I was in this position so I had a community midwife who came to my house when I started labour then met me at the hospital when it was time to go in.
See if they have similar in your area as it did really help.

donteatthedaisies0 · 26/03/2024 16:50

I had to give birth alone when my husband was working overseas . Make good friends with your midwife she? will really support you . Try not to go to early as you will just spend time thinking you are alone , but again don't leave it too late ! . You can really really do this women are strong 💪🏻 you will do the job that needs to be done .

LittleRobins · 26/03/2024 17:14

Thank you everyone for your kind responses. Unfortunately I do have to be by myself and there’s no other option.
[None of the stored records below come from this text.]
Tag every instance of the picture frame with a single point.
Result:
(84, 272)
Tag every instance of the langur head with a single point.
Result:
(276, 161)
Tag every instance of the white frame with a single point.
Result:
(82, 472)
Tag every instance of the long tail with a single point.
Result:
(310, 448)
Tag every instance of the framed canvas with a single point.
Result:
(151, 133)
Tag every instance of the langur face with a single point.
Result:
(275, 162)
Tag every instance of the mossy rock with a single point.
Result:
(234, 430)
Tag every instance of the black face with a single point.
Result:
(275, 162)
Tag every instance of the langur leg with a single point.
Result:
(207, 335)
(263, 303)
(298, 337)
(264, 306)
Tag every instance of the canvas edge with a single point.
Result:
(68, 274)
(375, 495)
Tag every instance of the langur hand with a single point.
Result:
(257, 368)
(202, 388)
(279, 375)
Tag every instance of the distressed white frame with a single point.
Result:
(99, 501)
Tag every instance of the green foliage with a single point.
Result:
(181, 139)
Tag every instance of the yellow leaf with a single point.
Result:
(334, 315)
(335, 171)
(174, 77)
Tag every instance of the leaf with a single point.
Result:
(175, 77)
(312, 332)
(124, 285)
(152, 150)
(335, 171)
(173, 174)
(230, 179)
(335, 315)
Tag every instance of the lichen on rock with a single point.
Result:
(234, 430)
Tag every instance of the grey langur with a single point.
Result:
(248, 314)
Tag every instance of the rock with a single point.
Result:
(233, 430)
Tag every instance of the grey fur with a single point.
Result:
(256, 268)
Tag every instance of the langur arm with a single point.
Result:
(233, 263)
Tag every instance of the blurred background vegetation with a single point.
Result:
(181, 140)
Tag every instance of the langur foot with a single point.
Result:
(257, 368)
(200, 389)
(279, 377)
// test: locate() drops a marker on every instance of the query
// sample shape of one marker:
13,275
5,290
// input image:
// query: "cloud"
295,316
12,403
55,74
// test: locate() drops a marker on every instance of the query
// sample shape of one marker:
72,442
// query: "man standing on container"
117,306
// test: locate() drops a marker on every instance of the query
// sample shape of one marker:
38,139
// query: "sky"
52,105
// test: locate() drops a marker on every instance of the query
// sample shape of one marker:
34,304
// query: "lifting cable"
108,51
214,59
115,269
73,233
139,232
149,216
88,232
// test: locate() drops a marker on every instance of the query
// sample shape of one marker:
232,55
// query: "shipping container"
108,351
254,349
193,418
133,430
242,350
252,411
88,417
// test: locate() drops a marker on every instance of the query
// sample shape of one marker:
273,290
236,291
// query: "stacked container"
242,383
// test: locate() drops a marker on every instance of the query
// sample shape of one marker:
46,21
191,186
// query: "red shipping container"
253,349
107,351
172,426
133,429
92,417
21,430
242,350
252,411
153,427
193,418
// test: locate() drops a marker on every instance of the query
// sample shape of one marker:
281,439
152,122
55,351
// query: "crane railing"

At the moment I think I’ll be strong but we’ll see how I feel when the contractions kick in!

So for a birth with no birthing partner there’s nothing else really different I need to take? I’m hoping someone will be free to take photos soon after the birth for me but I’m not sure how likely that is!

OP posts:
Bramblecrumble22 · 26/03/2024 17:19

My midwife offered to take photos even though my husband was there (of all three). Just ask. 😊

sarahc336 · 26/03/2024 17:22

Op I know for me second time round giving birth I was much more confident in my body as I'd done it all before. I kinda got in the zone more and tbh my partner felt a bit of a spare part second time round as I felt I knew what to do myself. You might surprise yourself good luck 😁

Treesnbirds · 26/03/2024 17:28

When I gave birth during covid one of the midwives said they actually love it when a partner can't attend because they can really step into the supporting role- so fingers crossed you get a lovely one 😍- also remember you can also always ask to change midwives if you don't gel. 💖

Mairzydotes · 26/03/2024 17:40

Another water bottle and more snacks.

A plan for if you have to stay in longer than planned.

Can your dh visit you?

More clothes / supplies packed and labelled to be brought in so he isn't looking for things at home.